Маркс не знал так называемой философии существования, которая в XX веке будет призвана теоретически оправдать именно это отчуждение и извращение, когда на место сущности в качестве единственного смысла ставится одно только существование. А смыслом этого существования становится бессмыслица и абсурд. «Непосредственным следствием того, что человек отчужден от продукта своего труда, — пишет Маркс, — от своей жизнедеятельности, от своей родовой сущности, является отчуждение человека от человека. Когда человек противостоит самому себе, то ему противостоит другой человек. То, что можно сказать об отношении человека к своему труду, к продукту своего труда и к самому себе, то же можно сказать и об отношении человека к другому человеку, а также к труду и предмету труда другого человека» [42].
40 G. С. 92.
41 Маркс К., Энгельс Ф. Указ. соч. С. 93.
42 Там же. С. 94.
Маркс здесь, вслед за Фейербахом, продолжает говорить о «родовой» сущности человека, хотя по сути речь уже идет об общественной сущности человека, об отношении человека к человеку. Именно эта связь и рвется, когда от человека отчуждается его труд. Отчуждение человеческой сущности по сути есть отчуждение человека от человека. Поэтому человеческая сущность будет впоследствии определена Марксом как ансамбль всех общественных отношений.

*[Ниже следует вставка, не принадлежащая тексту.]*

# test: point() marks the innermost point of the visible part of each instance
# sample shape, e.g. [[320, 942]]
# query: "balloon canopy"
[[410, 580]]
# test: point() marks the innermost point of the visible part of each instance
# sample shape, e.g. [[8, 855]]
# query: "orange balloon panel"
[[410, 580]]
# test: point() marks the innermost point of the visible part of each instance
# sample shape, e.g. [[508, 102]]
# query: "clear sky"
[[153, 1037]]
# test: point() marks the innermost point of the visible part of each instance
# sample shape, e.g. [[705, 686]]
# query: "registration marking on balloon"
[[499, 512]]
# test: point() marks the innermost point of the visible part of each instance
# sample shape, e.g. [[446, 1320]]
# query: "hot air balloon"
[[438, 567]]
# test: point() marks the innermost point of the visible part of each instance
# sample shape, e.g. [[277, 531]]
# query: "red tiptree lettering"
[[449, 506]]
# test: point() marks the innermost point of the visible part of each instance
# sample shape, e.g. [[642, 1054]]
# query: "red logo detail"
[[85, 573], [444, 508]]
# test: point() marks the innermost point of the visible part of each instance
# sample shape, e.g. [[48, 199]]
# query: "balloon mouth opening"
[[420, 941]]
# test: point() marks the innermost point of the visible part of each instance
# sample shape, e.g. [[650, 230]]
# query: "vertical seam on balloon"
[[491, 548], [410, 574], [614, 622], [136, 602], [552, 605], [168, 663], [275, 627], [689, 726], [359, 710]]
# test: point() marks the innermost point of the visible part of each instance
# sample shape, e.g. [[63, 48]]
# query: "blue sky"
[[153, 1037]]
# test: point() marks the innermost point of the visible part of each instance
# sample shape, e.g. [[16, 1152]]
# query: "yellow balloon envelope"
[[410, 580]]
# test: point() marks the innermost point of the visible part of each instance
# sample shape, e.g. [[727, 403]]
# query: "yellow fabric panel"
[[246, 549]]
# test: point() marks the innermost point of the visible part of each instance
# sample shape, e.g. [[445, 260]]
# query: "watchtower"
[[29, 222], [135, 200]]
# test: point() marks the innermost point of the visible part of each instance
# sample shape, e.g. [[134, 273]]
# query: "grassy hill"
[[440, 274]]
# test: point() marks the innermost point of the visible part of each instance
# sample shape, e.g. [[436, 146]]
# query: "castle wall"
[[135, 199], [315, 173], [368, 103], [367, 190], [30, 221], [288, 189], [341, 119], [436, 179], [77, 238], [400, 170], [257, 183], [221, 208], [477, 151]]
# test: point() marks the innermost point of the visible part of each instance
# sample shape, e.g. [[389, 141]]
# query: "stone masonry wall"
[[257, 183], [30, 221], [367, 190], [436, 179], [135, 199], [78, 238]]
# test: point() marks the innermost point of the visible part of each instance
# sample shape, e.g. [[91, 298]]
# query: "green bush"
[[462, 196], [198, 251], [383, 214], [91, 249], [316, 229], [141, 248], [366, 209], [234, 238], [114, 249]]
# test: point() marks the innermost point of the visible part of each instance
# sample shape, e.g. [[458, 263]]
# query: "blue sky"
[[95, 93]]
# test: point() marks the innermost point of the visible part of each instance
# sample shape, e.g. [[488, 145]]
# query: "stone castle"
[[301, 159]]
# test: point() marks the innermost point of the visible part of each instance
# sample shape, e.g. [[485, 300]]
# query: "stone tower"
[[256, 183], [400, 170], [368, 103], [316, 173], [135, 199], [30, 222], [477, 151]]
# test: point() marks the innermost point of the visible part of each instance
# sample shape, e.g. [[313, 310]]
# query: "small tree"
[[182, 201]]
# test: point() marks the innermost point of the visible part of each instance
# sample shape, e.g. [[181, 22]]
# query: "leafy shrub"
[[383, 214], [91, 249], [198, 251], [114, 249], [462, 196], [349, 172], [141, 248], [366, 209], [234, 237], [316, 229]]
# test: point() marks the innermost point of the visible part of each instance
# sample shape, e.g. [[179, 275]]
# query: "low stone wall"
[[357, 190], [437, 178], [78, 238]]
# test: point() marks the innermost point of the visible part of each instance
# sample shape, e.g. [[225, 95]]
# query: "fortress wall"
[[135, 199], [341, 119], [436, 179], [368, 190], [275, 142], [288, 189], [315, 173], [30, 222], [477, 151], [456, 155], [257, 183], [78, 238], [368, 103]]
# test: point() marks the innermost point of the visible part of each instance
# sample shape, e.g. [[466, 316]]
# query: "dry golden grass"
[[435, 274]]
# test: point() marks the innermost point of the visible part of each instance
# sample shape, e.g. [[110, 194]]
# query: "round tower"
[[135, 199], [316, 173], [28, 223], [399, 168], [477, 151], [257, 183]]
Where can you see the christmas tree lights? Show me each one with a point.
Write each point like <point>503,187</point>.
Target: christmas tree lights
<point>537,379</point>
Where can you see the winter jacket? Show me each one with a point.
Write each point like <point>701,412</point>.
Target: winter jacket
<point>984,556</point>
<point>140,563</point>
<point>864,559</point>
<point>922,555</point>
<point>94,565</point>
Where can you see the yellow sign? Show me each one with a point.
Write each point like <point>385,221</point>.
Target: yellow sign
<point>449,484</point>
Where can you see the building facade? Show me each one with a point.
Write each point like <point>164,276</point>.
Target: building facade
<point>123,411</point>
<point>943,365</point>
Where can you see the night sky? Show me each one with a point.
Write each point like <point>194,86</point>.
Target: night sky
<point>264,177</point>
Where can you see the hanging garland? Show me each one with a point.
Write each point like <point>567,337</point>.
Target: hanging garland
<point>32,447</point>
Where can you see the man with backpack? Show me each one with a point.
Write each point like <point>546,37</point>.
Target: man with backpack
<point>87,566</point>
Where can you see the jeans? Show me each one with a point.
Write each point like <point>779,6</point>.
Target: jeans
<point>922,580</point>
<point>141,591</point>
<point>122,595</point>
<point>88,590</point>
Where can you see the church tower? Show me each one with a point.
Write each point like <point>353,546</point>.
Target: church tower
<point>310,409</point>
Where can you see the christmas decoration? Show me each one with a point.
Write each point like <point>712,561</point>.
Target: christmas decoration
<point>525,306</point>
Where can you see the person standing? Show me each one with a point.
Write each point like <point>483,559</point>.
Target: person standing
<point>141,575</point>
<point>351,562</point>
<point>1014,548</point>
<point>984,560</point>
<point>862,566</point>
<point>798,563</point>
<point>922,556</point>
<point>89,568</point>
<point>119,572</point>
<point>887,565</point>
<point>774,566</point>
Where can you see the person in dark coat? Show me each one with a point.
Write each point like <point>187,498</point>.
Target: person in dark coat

Другая важна мысль, высказанная Марксом в ранних работах, состоит в том, что в «гражданском обществе» отчуждение принимает всеобщий характер. Всеобщий и в том смысле, что все человеческие сущностные силы, как их называет Маркс, подвергаются отчуждению и извращению, и в том смысле, что
это распространяется на всех членов этого общества: и на рабочего, и на капиталиста. Ведь и над тем, и над другим господствует нечеловеческая сила — сила материального богатства и неконтролируемых социально-экономических обстоятельств. В этом и заключается корень всех мистификаций, которые порождаются этим обществом всеобщего отчуждения: «Не боги и не природа, а только сам человек может быть этой чуждой силой, властвующей над человеком» [43].
Парадокс в том, что указанная мистификация, — когда человек свое собственное отчуждение воспринимает как давление анонимных сил, — происходит именно в «гражданском обществе», где сняты все формы непосредственного угнетения человека человеком и где человек, в формальном юридическом смысле, абсолютно свободен. И чем дальше развивается это демократическое «гражданское общество», тем более усугубляется господство анонимных сил над человеком. Поэтому в век космоса и компьютерной техники мы встречаем у людей самые дикие суеверия, которые отбрасывают человечество в дохристианские языческие времена.